Benoît Duteurtre, Les pieds dans l’eau, Jean-Claude Perrier, Livres Hebdo, 13 juin 2008

Rêveuse bourgeoisie
Comment peut-on être l’arrière-petit-fils du président Coty ?

 

Le président René Coty, hôte de l’Élisée de 1953 à 1958, ne restera dans notre histoire nationale que pour avoir rappelé au pouvoir le général de Gaulle, traitement qu’il ressentit comme une injustice et dont il se plaignit à longueur de pages dans ses carnets. D’aucuns le confondent même avec le parfumeur ! Il serait aujourd’hui bien oublié, sans Jean Du jardin alias OSS 117 dans Le Caire nid d’ espions, qui le considère comme «un grand homme» et distribue sa photo à tous les autochtones égyptiens en guise de bakchich. Et surtout sans son arrière-petit-fils, l’écrivain Benoît Duteurtre, descendant d’une des nombreuses filles du dernier président de la IVe République.

Duteurtre, toujours Les pieds dans l’eau à Étretat, comme quand il était petit, raconte, avec bonne humeur, tendresse, et une irrésistible drôlerie, la saga de sa famille, à la fois très bourgeoise et totalement décalée. Benoît est né en 1960, il a donc peu connu son ancêtre, mort en 1962. Mais il en a beaucoup entendu parler. Il appartient, lui, à la branche havraise de la famille, la moins chic, catho et sociale (comme son grand – père Albert Charles, député gaulliste de « la plus grande ville communiste de France»), et même socialiste et féministe, comme sa mère. Et non à la branche parisienne, plus fortunée, celle qui maintint longtemps le train de vie et la réputation présidentiels à La Ramée, la villa que René Coty avait acquise et largement agrandie à Étretat. Là, dans la petite station balnéaire de la Côte normande immortalisée, entre autres, par son aiguille creuse si chère à Maurice Leblanc et Arsène Lupin, les filles de l’ancien président et leur nombreuse descendance tenaient le haut du galet. Elles se battaient aussi, l’une d’ entre elles surtout , pour la réhabilitation politique du «grand homme» .

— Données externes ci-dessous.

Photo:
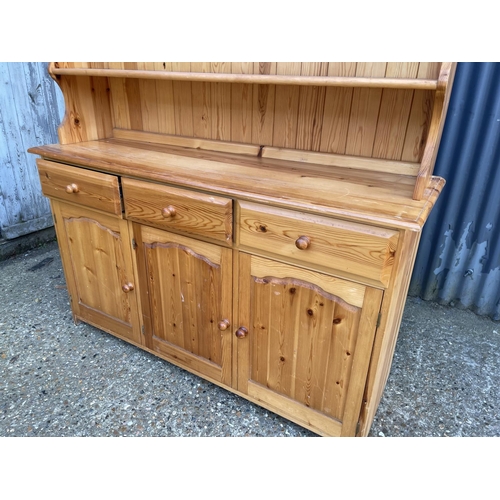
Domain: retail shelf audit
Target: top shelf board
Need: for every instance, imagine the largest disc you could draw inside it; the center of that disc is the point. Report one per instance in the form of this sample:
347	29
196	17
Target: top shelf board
319	81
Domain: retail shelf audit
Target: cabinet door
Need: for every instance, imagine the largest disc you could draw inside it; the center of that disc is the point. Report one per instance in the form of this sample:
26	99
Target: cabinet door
305	341
187	301
97	258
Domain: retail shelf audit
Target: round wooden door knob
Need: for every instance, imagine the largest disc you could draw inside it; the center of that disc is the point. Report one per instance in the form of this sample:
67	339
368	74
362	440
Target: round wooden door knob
128	287
303	243
241	332
223	325
169	211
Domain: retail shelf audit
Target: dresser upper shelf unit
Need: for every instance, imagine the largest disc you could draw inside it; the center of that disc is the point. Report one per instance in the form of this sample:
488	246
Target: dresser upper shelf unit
387	115
319	81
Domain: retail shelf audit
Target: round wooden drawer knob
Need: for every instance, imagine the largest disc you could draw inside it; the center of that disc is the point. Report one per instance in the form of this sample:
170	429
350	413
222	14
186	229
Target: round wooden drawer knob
223	325
168	212
128	287
241	332
303	243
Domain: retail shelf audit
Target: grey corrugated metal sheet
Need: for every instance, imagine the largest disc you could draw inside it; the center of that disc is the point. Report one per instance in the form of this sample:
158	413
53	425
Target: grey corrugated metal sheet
458	261
31	108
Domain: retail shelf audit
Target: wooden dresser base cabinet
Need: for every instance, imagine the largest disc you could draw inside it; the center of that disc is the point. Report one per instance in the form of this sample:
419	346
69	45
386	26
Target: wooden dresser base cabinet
247	222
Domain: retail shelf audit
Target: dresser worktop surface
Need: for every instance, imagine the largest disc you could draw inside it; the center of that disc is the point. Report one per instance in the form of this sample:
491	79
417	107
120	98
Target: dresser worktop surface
351	194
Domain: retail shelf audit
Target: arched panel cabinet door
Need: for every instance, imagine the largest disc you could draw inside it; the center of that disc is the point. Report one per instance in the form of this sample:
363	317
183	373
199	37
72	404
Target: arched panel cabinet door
186	301
97	258
304	341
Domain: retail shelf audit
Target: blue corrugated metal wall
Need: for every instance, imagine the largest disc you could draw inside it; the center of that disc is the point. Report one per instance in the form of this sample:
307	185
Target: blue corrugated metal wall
458	261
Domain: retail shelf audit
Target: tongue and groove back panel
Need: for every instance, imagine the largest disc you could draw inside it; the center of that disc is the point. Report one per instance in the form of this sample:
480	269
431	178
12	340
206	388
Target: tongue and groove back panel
370	122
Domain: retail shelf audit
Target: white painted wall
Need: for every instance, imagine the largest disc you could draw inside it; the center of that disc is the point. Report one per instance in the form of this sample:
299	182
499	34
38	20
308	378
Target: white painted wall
31	108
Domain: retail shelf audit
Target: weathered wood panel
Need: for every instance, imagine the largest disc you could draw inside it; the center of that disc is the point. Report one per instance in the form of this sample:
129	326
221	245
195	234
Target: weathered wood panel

Benoît, lui, n’était à son aise nulle part. Cousin fauché qui n’osait pas trop fréquenter La Ramée. Mais aussi jeune bourgeois bien différent de ses copains, fils de prolos vivant dans les premiers HLM. Un Lequesnoy fasciné par les Groseille. Adolescent dans les années 1970, il passera des cantiques de la manécanterie aux Doors, cheveux longs et idées farfelues, et tentera d’oublier dans les brumes du haschich son encombrante famille et son ancêtre, ce «grand-père Coty» devenu «grand Picothère». Cet âge est sans pitié. Mais il est vrai que l’Étretat de Duteurtre a un côté Jurassic Park, d’autant que le narrateur, écrivain en devenir, se plaisait, afin de ressusciter une époque enfuie qui le fascine, à fréquenter les plus âgés des Étretatais, véritables mines de souvenirs.

Las d’être coincé entre les fossiles et les marteaux, le jeune Benoît finira par s’ affranchir, monter à Paris, et devenir écrivain. Cela ne l’ empêche pas, apparemment, de retourner se tordre les pieds sur les galets, se geler les orteils et le reste dans la Manche, et de regretter le bon vieux temps des cabines, des périssoires et des cornets glacés. On a les madeleines qu’on peut, et Cabourg n’est pas si loin. Mais c’est encore un autre monde. Celui ressuscité par un Benoît Duteurtre à son meilleur est un pur bonheur de lecture.